Crate/bed: Most owners buy a crate for their dogs, especially for the puppy age. The crate should be a safe place for the puppies, as a den in the wild. Make sure it can't be too small because that can cause stress for your dog. When you buy a bed, buy a bigger one instead of changing every stage of your puppy's growth.
My dogs didn't have crate; from their puppy age, they were sleeping close to me in their bed, and slowly I moved their bed to the final place. When I needed to leave them alone at home, they had access only in the corridor, so they had freedom, and because our corridor didn't have any hazards, they were in a safe place, too.
Playpen/Baby gate: these are the best option to leave your puppy safe when leaving your home.
Puppy pads: if you plan to use them for your puppy toilet training, you need to buy puppy pads. Do not put too many inside the house; choose only 1, max. 2 places because of too many cause confusion in your puppy and takes longer the toilet training. Do not move the training pads once your puppy knows the place(s). If you have a garden, better start teaching your puppy from the first day to go out to do their business.
Collar and tag: All of the dogs needs to wear a collar with a tag. You need to write on the tag: dog's name, your phone number, your address (if room allows), medical needs (if room allows and need it). The collar needs to be fit for the dog; you should fit two fingers underneath it.
Harness: choose a safety harness because puppies can easily take out themselves from some non-safety harnesses. Do not use a harness inside the house for your dog; they don't need it, and it can be uncomfortable for them to wear all day. If you teach your dog to accept the harness, use only 10-15 minutes in time but not all day.
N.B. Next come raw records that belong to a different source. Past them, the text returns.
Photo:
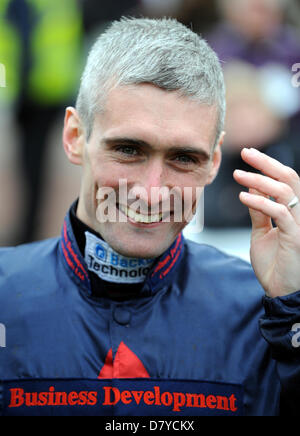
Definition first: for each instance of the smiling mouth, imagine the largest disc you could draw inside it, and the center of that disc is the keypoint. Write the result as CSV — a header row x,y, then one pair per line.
x,y
139,217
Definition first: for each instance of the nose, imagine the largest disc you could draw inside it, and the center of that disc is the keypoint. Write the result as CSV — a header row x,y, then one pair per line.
x,y
151,187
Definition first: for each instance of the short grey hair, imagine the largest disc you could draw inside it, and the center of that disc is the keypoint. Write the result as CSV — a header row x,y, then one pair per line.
x,y
162,52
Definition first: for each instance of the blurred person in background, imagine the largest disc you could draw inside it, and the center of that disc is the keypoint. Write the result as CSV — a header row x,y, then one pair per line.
x,y
255,31
40,46
258,50
255,118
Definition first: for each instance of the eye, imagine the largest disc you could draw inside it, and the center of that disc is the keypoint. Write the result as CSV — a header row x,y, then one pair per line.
x,y
127,150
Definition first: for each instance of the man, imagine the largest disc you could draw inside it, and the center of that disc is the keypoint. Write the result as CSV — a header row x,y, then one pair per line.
x,y
121,315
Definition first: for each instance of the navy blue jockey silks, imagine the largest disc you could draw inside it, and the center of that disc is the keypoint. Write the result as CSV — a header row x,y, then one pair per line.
x,y
198,338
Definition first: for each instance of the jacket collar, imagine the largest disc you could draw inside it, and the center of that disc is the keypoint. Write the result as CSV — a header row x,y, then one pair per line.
x,y
159,276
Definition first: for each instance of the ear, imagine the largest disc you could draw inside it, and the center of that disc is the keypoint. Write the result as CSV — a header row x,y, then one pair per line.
x,y
216,159
73,136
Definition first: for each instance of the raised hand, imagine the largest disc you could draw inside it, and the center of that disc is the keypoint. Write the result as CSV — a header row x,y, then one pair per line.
x,y
273,195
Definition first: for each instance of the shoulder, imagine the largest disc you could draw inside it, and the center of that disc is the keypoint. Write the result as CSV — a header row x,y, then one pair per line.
x,y
224,275
27,265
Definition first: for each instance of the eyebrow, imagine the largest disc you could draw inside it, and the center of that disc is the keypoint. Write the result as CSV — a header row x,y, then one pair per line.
x,y
138,142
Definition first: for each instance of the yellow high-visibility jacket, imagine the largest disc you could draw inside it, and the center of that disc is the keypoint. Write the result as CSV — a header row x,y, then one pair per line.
x,y
55,50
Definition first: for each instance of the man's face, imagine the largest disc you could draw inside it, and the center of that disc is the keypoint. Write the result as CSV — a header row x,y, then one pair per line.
x,y
154,142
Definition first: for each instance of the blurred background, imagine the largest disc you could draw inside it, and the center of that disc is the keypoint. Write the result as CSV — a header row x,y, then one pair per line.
x,y
43,46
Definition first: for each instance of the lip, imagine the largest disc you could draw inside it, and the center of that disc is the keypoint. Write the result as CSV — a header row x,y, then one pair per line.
x,y
141,224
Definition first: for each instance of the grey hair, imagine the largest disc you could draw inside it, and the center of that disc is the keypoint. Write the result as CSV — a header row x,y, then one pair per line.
x,y
162,52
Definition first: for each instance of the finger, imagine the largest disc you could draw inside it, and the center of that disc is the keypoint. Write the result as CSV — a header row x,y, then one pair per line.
x,y
261,223
281,192
276,211
272,168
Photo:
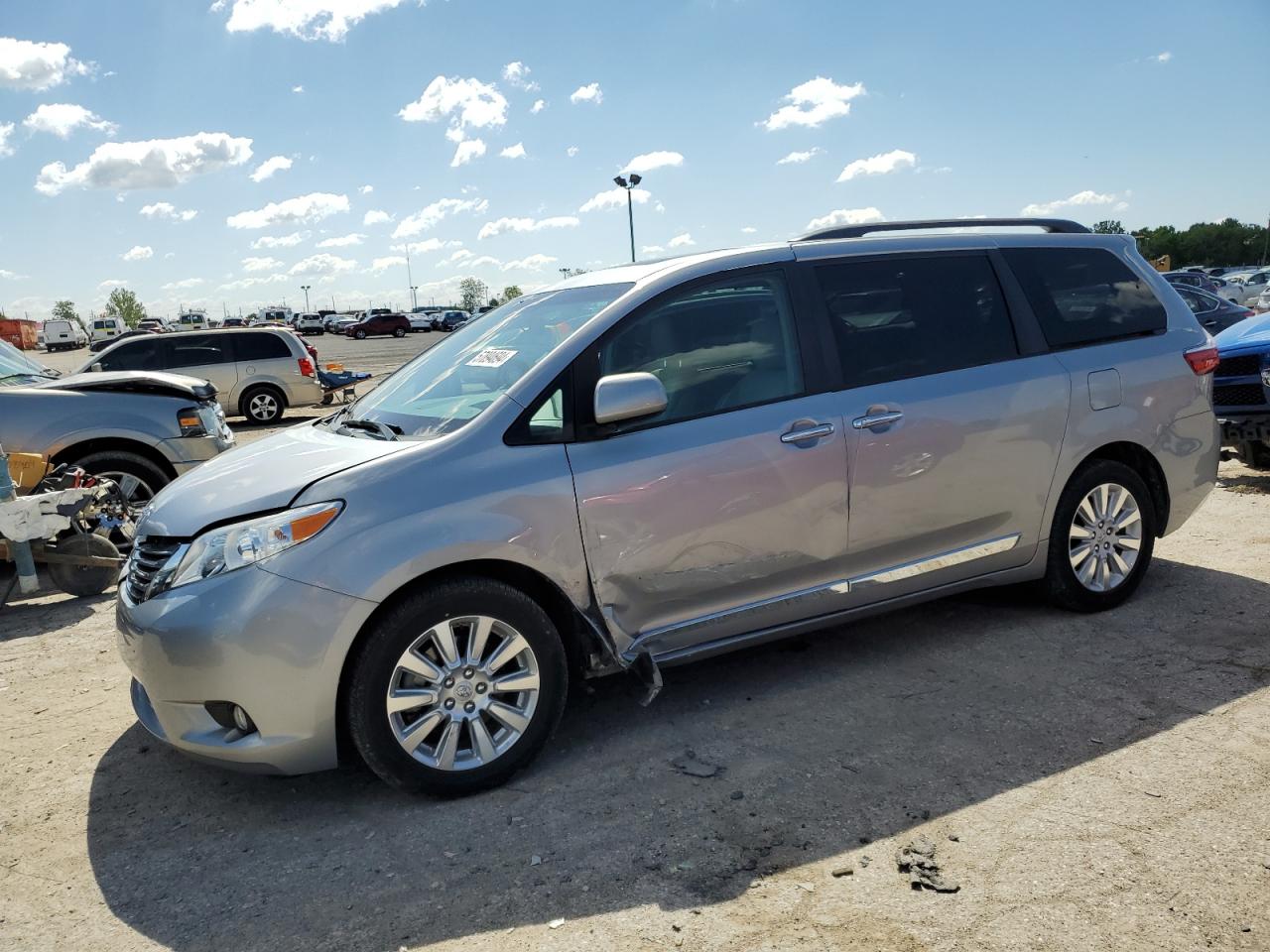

Toys: dogs don't need too many toys. It's not a point to buy 20 toys, but none of them is interactive for your puppy. Do not forget quality (good material) is more important than quantity. Toys need to include some chewing and some interactive toys, too. You can buy soft toys for your dog, but do not forget those less interactive toys for dogs.
I recommend KONG products (my dogs are using them, too). They have some non-familiar brand toys as well what they love, but all of them are interesting to them.
Brush/comb/nail clipper: choose a brush/comb that fits your dog's coat type. If you are unsure how you need to cut your dog's nails, ask your vet to show you; if you are not trusting in yourself, bring your dog to your vet or a groomer when they need a nail cut. Too long nails can cause pain and discomfort (curl over the dog's paw, break...etc.).
Toothpaste/Toothbrush: Dental care is really important for dogs. Feed your dog with dry kibbles (not only wet food), use a tooth cleaning product, and regular dental check-up can prevent dental issues. You can find many products in the market - many kinds of toothpaste with flavour, finger or normal toothbrushes or liquid dental care.
Dog shampoo: Buy shampoo for dogs, not human shampoo! Dogs skin are very different from human skin. Choose the right type of shampoo - puppy shampoo, flea shampoo, sensitive skin shampoo...etc. If you run out of shampoo and your dog is dirty but have baby shampoo at home, you can use it, but make sure ASAP to buy a dog shampoo. Do not give a bath to your dog often (if it's so dirty, of course, you can and need), but it depends on your dog breed, coat type...etc. Normally try to do not earlier than every 4 weeks, but if the dog is not smelly or dirty and summertime, for example, every 6 weeks can be ideal. (between the bath times, you can help yourself use wipes/wet towels to clean your dog after every walk). Over-bathing could strip too much oil from the skin and disrupt this process.